8/26/2008

Michelle Obama Speaks to Idiot America:
Yeah, yeah, Michelle Obama's speech at the Democratic National Convention last night was potent, powerful, and amazingly well-delivered (really - she blew past "articulate" and went right to "inspirational"), and the kids were adorable, and, oh, sweet Jesus, the whole thing just gave one the same feeling as a warm, wet mouth on one's balls.

But let's be clear here: the purpose of the speech was to say, "Don't fear the black people." And it was directed at Idiot America, that demographic comprised of rednecks, racists, and/or retards who still think that blacks want to rape their white women while shooting them or stabbing them or beating them to death with a comically large bone, all the while receiving welfare checks and getting hired ahead of them. Really, she was addressing the teetering RRRs, the one who have an inkling that maybe those rich conservative whites who purport to share their "values" don't actually give a fuck about them. The rest of the RRRs, they're too fucking stupid to even come up with a decent assassination plot.

Everything Obama said was calculated to announce, "No, no, really, we're just like you." Which is, of course, true, and it's a pathetic statement on just how driven into racial backwardness we've been that it needed to be said at all. From her brother's mention of little sister Michelle memorizing episodes of that whitest of white shows, The Brady Bunch, to Obama's shout-outs to the working class, "People who work the day shift, kiss their kids goodnight, and head out for the night shift," the speech was a big, open-armed gesture to the stupid, telling them, "C'mere, you dumb motherfuckers, it's okay. Barack Obama won't boil you in a pot or give your devalued houses to black people. And, by the way, I don't hate America."

The way Obama made these reassurances was rather brilliant. Indeed, the speech and the video before it centered a distinctly American story within the black community and did so without every mentioning the word "black." Or "white" (except, of course, for "White House"). The very presence of a black woman on that stage carried a potent enough force, an embodiment of the very things she celebrated, and race, though unspoken, was very much there, even if the speech's purpose was to say, as Obama did repeatedly, that their experience was very much like "you" or "all" or "everyone." Her and her husband's working class roots are just so darn average, she was saying.
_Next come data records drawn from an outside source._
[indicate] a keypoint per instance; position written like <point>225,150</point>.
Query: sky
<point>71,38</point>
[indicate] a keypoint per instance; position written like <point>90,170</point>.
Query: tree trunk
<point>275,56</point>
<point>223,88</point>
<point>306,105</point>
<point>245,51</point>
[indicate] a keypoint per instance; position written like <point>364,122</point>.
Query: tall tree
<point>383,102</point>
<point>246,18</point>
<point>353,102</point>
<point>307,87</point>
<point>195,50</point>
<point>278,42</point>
However, by bleaching their story, Michelle Obama was forced to leave out those intrinsic things that form her and her husband's identity. Yes, she did occasionally drop a racial code word or phrase ("south side of Chicago"). But one of the triumphs of the Obamas is in overcoming the very racism, the very idiocy, that she led her to make this address. To erase that part of the story is as conspicuous as painting over the Mona Lisa's eyes. Sure, everyone talks about the smile, but it wouldn't mean as much without her eyes. Obama placed their story in a larger context of the nation, but consciously took it out of its other contexts.

Still, that's okay. Because the speech wasn't for the Rude Pundit. Or most of you. It was for Idiot America. And Idiot America needed to see that Michelle Obama and the whole Obama family were non-threatening. With Obama's impassioned, urgent delivery and the daughters about as cute as central casting could do, it was a success.

Of course, somewhere in some shitty West Virginia bungalow or in some tiny Brooklyn apartment or in some New Mexico trailer or in some middle class ranch house in a Mississippi suburb, there's whites thinking how that coon ain't gonna put anything over on them.